Il me semble que l’émergence de nouveaux besoins de compétences peut être l’occasion d’une meilleure coordination entre les acteurs de la formation, et notamment le public et le privé, pour favoriser les complémentarités dès le départ et réduire les concurrences futures. Mais avancer dans ce sens implique une chose : reconnaître que l’offre privée présente un intérêt et qu’elle a sa place aux côtés de l’offre publique. Aujourd’hui l’offre privée reste globalement dans l’ombre de l’offre publique et elle est moins identifiée par les conseillers d’orientation. Il peut sembler assez naturel que l’État mette d’abord en lumière l’offre publique.
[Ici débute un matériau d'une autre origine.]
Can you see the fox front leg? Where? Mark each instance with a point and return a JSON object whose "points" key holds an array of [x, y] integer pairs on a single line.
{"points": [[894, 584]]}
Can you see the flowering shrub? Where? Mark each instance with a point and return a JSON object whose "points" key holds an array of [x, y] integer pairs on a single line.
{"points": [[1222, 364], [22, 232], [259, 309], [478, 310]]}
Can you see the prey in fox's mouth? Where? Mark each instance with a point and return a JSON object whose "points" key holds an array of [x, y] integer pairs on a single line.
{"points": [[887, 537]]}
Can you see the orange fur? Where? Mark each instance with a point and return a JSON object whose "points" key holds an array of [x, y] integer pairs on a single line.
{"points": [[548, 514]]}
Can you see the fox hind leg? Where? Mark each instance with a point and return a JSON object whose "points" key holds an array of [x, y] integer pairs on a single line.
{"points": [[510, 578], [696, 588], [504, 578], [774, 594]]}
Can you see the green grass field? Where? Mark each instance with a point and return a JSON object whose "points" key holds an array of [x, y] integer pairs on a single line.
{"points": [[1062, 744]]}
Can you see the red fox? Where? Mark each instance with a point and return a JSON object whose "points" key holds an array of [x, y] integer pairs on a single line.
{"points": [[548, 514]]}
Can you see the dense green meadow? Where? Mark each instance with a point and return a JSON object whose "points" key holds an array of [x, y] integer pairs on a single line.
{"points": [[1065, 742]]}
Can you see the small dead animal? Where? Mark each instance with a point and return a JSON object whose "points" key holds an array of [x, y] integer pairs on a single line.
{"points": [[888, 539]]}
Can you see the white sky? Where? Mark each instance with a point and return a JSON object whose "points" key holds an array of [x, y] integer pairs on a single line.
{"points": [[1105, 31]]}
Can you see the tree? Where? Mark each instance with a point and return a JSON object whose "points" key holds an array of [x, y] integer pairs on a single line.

Pour autant, dans l’intérêt du territoire, de son attractivité et de sa compétitivité, cela ferait sens me semble-t-il de rendre plus visible les écoles privées de manière à pouvoir valoriser la richesse et le dynamisme de l’ensemble de l’offre de formation présente. Créer du collectif pour favoriser les complémentarités et valoriser l’ensemble de l’offre de formation, ce pourrait être un beau challenge pour la Métropole !

Si les compétences sont un facteur de compétitivité et d’ancrage des entreprises sur le territoire, comment rester dans la course des compétences à l’avenir ?

Plus nous serons en capacité d’être en avance sur l’identification des besoins en compétences et la manière d’y répondre rapidement et efficacement, plus le développement des entreprises sera facilité. De ce point de vue, on peut sans doute aller plus loin dans l’orientation des jeunes, dans la valorisation des compétences pointues proposées par les formations présentes sur le territoire au regard des enjeux d’innovation des entreprises, et l’accompagnement de nos étudiants en matière d’insertion professionnelle en renforçant la passerelle avec les opportunités d’emplois des industries de santé. En complément du levier de la formation, on peut jouer également la carte de l’attractivité en favorisant l’accueil des compétences que l’on recherche. Attirer les talents est déjà une préoccupation du territoire, mais peut-être qu’un lien plus important peut être fait avec les besoins des entreprises.